The framework is extensible by design and can easily accommodate new database types if required. Adding support for a new database type to the framework will only require the implementation of 3 new classes to deal with database connection, result set iteration and type conversion. There is no need to implement the result set comparison logic again, because this functionality is already implemented in the abstract parent class based on string map iterators in a database-agnostic way. An added benefit of this architecture is that the result sets from the new database can be compared to any other result sets supported by the DB framework or even hardcoded collections, such as a Cucumber data table, out of the box without any extra work. It is therefore very easy to introduce the DB framework in any test automation project that requires database result set comparison or validation.
Conclusion
Big data presents significant challenges for test automation. The ETL data pipeline in one of our client’s projects processed large amounts of data that had to be validated against business rules in automated regression test scripts. The pre-existing scripts were not efficient enough to validate millions of rows of data in reasonable time and had to rely on random sampling instead, which made test results unreliable. Low trust in data quality at source provided extra motivation to validate the entire dataset. Furthermore, result sets from two different databases had to be compared for data validation, making direct row comparison impossible due to different native column types and iteration logic, which presented a major technical challenge in its own right. Implementation of a new database test automation framework was therefore required to address these challenges, which this document has described in detail.

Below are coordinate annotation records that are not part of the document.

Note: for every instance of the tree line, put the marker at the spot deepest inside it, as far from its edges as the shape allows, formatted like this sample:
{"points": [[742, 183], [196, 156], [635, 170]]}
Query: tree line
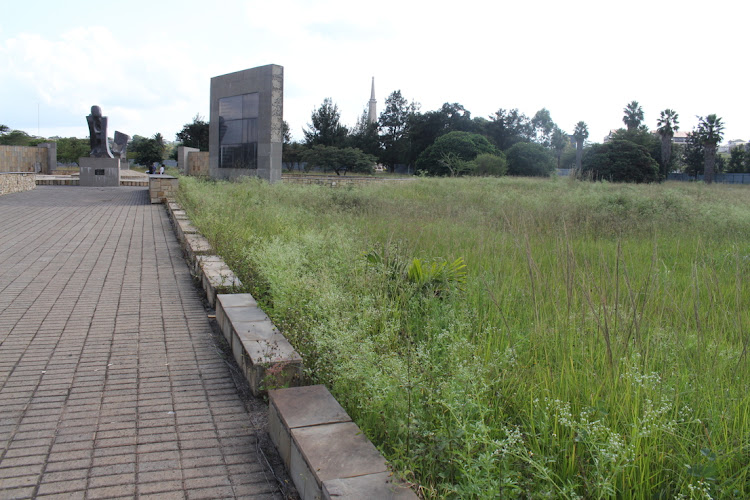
{"points": [[448, 141], [635, 154]]}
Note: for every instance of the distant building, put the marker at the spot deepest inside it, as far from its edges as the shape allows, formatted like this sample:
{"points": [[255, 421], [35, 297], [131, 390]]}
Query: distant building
{"points": [[730, 145], [372, 112]]}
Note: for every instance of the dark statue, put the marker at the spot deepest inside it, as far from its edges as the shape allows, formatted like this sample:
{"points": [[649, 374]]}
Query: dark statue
{"points": [[120, 146], [98, 136]]}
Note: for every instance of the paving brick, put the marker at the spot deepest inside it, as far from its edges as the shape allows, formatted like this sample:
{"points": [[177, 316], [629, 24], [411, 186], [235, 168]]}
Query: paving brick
{"points": [[111, 382]]}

A modular framework architecture was designed to separate complexity into several abstraction layers that enabled easy code reuse and maintenance. The primary design objectives included high performance on large datasets, convenience of use in test automation projects and easy extensibility to add support for other database types in the future. The framework achieved its objectives and provided significant benefits to the project by reducing the test implementation complexity, increasing test coverage by enabling full result set validation, as opposed to random samples, and ensuring acceptable test execution times even on datasets containing millions of records.
With only minimal configuration, the framework is easy to integrate into new test automation projects. Extension to support new databases is also easy, with only 3 new classes required for each new database. The core result set comparison and validation logic are implemented on abstract iterators and can be used to compare result sets between any supported database types or hardcoded collections without any changes.